Но тут Иван Антонович ловко вывернулся, ухватил Боженко за плечи и быстро завернул ему руки за спину; он таки был покрепче Василия Назаровича. Но и Боженко сумел извернуться и сам перехватил руки Ивана: он был все же попроворнее.
Смех покатился в кружке «политиков», а Брыль и Боженко схватились «на пояски» и начали валить друг друга с ног.
– Ах, ты ж, пацан – кряхтел Иван.
– Морока нам, пацанам, с вами, старой гвардией! – кряхтел и Василий.
Боженко был немногим моложе Ивана Брыля, но за плечами у него тоже были и забастовки, и демонстрации, и кровавый пятый год, и тюрьма, а на плечах – рубцы от казацких нагаек. Они боролись. А толпа «политиков» и рыбаков сразу же превратилась в заядлых «болельщиков»: французская борьба всегда пользовалась успехом на рабочей окраине.
– Тур де бра! – подавали советы из толпы. – На нельсона его бери!
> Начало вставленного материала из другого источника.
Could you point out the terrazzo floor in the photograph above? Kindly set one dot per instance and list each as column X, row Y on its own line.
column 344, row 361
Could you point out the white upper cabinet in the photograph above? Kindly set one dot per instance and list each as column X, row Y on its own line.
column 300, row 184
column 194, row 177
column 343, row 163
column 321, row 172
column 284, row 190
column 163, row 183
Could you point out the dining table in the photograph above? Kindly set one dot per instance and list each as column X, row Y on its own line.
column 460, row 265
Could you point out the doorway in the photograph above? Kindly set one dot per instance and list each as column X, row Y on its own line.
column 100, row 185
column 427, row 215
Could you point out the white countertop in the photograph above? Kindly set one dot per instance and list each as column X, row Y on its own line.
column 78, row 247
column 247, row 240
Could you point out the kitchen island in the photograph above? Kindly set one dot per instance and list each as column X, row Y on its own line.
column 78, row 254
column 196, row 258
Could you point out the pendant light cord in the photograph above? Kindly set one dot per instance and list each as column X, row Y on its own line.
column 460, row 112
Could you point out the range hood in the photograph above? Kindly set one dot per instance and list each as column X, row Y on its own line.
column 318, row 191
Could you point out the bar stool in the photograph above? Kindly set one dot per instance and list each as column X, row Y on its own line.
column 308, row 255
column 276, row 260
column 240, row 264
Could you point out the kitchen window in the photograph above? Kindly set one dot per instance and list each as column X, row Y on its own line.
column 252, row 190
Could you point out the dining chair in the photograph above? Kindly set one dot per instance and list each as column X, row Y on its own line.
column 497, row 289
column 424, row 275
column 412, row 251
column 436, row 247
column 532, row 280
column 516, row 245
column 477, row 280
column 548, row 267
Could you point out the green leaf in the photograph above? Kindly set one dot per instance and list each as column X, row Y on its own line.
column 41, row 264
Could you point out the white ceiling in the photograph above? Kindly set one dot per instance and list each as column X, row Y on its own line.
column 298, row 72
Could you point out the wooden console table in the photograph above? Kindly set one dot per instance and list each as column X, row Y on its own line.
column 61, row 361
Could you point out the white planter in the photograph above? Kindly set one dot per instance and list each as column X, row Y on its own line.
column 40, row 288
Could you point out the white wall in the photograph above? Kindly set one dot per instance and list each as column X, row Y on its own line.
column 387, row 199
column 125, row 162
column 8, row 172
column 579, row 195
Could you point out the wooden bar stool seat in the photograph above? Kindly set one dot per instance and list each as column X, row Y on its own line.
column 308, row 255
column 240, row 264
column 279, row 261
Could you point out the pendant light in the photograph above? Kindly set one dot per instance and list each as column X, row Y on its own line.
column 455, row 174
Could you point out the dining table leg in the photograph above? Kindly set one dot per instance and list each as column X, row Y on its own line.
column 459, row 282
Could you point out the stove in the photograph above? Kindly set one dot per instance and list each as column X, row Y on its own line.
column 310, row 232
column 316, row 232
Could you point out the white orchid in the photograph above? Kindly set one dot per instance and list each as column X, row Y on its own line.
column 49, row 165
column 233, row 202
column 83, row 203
Он – мост, а ты ему – под плечо! Э, нет, постой, – подножку нельзя! Запрещенный прием! – Болельщики были горячи, однако справедливы.
А в небе уже померкли звезды: была поздняя ночь. С Днепра потянуло прохладой, а из печерских садов – душистым ароматом молодой зелени. В комнате гремел бубен, звякали цимбалы, высоко и тонко выводила скрипка. Играли краковяк.
За углом, через четыре двора от дома Брылей, под дверью мавританского домика стояли Марина и Флегонт. Марина говорила: «Ну, всего доброго!» – и делала два шага к двери, но Флегонт в эту минуту кричал: «Минуточку, товарищ Марина, а как же»… И Марина останавливалась, чтобы закончить разговор. Потом: «Ну, будьте здоровы», – говорил Флегонт и тоже делал два шага в сторону, но тут восклицала Марина: «Подождите, Флегонт, а как же…» – и снова продолжалась беседа. А поговорить было о чем – оба были активными членами печерской «Просвиты», и, раз есть зацепка, толковать можно сколько угодно. А расходиться не хотелось обоим…
Музыканты, наконец, оборвали бешеный темп краковяка, стало тихо, совсем тихо, и тогда – тоже тихо – девичьи голоса завели старинную свадебную песню – на счастье:
Вже лужечки, бережечки вода пойняла,
Молодую Антоніну журба обняла,
Молоденькій Данило музики найма,
Молоденькій Тосi тугу розважа
Молоденькая Тося все плаче, рида, —
Не плач, не плач, Тосю, – тепер ти моя…
Настало время проводить молодых в каморку. Старшая дружка уже приготовила гроздь красной калины – подать родителям завтра спозаранку в подтверждение того, что невеста соблюла свою девичью честь…
КИЕВ
1
А Киев отходил ко сну – была поздняя ночь.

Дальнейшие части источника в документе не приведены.